26 April 2016 (coincidentally, the 25th
anniversary of a major tornado outbreak in the Plains) is a classic
illustration of the challenges associated with tornado forecasting. The connection between the
synoptic-scale weather systems and the occurrence of a major tornado outbreak
("outbreak" means different things to different people – there's no formal
definition) is complicated and depends heavily on details at smaller
scales. One can get the
synoptic-scale forecast mostly right but the development of tornadic supercells can be quite sensitive to the detailed structure and evolution at scales ranging
from the size of a single storm to features on scales thousands of km across. In meteorology, getting all of those details exactly right
in the forecast is something that more or less never happens. We can forecast tornado outbreaks in
advance with varying levels of confidence, but they're never a sure thing. Sometimes the details conspire to ruin the forecast. What looks portentious, even a few
hours in advance, can unravel quickly, such that the event doesn't unfold
as forecast.
This case reflects certain
facts about how severe storm forecasts work at the Storm Prediction
Center. The "culture" of the
office contributed to the way the forecasts evolved. If the situation looks like a possible outbreak, there‘s
pressure from a variety of sources to give advance notice of upcoming tornado
outbreak potential. Once a forecast
is issued, subsequent forecasts tend to maintain a relatively high level, even
when new information (or a new forecaster) might suggest a downgrade of the forecast. There's a reason for that: users are uncomfortable with
vacillation of the threat level, and if the threat is downgraded, and then even
newer information means a return to enhanced threat, the indecision can come
across as incompetence. In other
words, it can be unwise to back off the threat level. Moreover, there's an asymmetric penalty for missed
forecasts: a false alarm for an
event that never occurs can't result in human casualties and destruction,
whereas an unforecasted event that kills people can be cause for investigations and
possible disciplinary action. This
makes overforecasting almost inevitable.
In this case, there were some indications from the forecast
models that the probability of a major tornado outbreak was decreasing as the
fateful day approached, but the outlooks continued to raise concerns that a
tornado outbreak could occur. I
don't necessarily see that as an error; it's realistic given the current state of our science. An interesting facet to the case is that in the morning outlook on the day of the event, the forecast tornado probability was still
only 10%. The outlook was not
upgraded to "High Risk". I believe
this is a plausibly accurate reflection of forecaster uncertainty. However, the media were continuing the
drumbeat of concern for a major event - the issue of the media is not going to be dealt with here.

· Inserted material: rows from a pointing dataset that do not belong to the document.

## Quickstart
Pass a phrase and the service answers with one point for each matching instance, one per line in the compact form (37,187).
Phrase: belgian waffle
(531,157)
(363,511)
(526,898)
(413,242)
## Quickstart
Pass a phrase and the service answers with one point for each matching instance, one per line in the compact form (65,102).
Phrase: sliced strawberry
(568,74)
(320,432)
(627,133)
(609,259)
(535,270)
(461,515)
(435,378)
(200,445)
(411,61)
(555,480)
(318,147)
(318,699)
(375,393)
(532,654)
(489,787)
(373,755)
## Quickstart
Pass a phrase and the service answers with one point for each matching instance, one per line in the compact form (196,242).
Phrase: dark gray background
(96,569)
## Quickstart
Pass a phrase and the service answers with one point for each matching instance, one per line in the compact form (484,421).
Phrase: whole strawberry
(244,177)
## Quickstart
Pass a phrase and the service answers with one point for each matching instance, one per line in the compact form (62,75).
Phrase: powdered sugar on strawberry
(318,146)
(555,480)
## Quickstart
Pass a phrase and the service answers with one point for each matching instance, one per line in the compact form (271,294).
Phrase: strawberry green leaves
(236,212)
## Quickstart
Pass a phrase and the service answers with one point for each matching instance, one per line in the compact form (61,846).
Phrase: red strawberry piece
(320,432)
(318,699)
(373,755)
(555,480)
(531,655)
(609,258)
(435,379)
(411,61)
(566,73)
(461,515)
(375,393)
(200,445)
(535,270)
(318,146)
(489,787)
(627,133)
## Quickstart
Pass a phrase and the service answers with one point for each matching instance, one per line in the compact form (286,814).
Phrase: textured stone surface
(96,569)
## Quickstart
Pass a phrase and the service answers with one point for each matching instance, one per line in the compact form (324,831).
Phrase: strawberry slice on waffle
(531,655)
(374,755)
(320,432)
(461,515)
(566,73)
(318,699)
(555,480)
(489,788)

Technically, a severe weather outlook is not focused only on tornadoes,
and the nontornadic aspects of the forecast worked out pretty well. Therefore, my comments here are restricted only
to the forecast of a significant tornado outbreak with multiple, long-track,
strong to violent tornadoes (EF2-EF5)
In my view, and this is purely a personal opinion, the
biggest "mistake" from the SPC was issuing a PDS ("Particularly dangerous situation")
watch in the early afternoon. This
was not warranted by the information of which I was aware (I was out storm
chasing). Whatever explanation might
be offered in justification of this decision is in direct contradiction to the observed events. I'm sure if offered a "do-over", the
choice would be not to make it a PDS watch.
Make no bones about it. Tornado forecasting isn't an easy job and perfection is out
of the question. I mean no disrespect to any forecaster involved in this event but we have to accept that the outcome is generating some backlash that's quite understandable. Uncertainty is
inevitable and probability is the language of uncertainty; by whatever verbiage we use to express it, we meteorologists need to communicate our uncertainty to our users such they accept the
real capabilities of meteorological science as applied to the task of
forecasting tornadoes. By all
means, we need to find out how to communicate with our users so that they
understand our message, and know how to respond in the appropriate way to our
weather forecasts. We simply
can't provide a 100% level of confidence in the forecast information we
provide. Our users must learn that
they bear some responsibility for their own self-interests. Weather hazards can present people with life-and-death
situations, so in their own best interests, they need to pay attention and learn how to make the best use of
what the science allows us to provide.